Tumor Progression Locus 2 Mediates Signal-Induced Increases in Cytoplasmic Calcium and Cell Migration

The mitogen-activated protein kinase kinase kinase (MAPKKK or MAP3K) tumor progression locus 2 (Tpl2) is required for the transduction of signals initiated by the thrombin-activated G protein-coupled receptor (GPCR) protease-activated receptor-1 (PAR1), which promote reorganization of the actin cytoskeleton and cell migration.

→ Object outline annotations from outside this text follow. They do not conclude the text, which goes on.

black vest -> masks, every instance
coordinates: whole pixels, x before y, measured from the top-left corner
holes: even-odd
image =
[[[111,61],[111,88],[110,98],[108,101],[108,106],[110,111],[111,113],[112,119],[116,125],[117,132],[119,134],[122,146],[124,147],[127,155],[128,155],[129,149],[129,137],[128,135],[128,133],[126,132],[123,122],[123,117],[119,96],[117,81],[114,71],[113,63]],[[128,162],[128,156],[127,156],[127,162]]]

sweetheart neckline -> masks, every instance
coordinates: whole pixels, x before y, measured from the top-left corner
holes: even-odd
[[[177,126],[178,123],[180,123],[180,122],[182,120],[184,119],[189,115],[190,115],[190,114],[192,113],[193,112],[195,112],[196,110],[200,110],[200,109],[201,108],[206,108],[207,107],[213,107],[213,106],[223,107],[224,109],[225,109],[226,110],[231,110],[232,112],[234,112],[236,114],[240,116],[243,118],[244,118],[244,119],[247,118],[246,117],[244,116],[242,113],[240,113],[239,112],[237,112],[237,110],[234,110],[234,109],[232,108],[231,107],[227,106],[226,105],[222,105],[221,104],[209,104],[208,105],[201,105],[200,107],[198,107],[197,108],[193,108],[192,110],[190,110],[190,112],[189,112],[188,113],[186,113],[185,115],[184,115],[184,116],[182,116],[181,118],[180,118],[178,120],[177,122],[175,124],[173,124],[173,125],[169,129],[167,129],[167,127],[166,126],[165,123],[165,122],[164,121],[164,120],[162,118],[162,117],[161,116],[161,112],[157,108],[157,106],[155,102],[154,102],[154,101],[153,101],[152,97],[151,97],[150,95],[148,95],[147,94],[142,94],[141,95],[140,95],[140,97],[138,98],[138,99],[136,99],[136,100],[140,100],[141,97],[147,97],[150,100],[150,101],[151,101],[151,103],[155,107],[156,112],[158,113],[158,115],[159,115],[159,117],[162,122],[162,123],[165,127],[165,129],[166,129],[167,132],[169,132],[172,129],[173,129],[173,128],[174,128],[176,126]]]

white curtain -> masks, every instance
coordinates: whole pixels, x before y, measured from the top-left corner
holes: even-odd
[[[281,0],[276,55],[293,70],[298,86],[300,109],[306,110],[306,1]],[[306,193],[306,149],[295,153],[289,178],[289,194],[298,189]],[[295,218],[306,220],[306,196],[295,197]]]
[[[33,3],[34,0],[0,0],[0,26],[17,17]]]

Here, we show that Tpl2 is activated through G alpha(i2)-transduced GPCR signals. Activated Tpl2 promoted the phosphorylation and activation of phospholipase C-beta 3 (PLC beta(3)); consequently, Tpl2 was required for thrombin-dependent production of inositol 1,4,5-trisphosphate (IP3), IP3-mediated cytoplasmic calcium ion (Ca2+) signals, and the activation of classical and novel members of the protein kinase C (PKC) family. A PKC-mediated feedback loop facilitated extracellular signal-regulated kinase (ERK) activation in response to Tpl2 and contributed to the coordinate regulation of the ERK and Ca2+ signaling pathways. Pharmacological and genetic studies revealed that stimulation of cell migration by Tpl2 depends on both of these pathways. Tpl2 also promoted Ca2+ signals and cell migration from sphingosine 1-phosphate-responsive GPCRs, which also couple to G alpha(i), from Wnt5a, and from the interleukin-1 beta (IL-1 beta) receptor, a member of the Toll-IL-1R (TIR) domain family. Our data provide new insights into the role of Tpl2 in GPCR-mediated Ca2+ signaling and cell migration.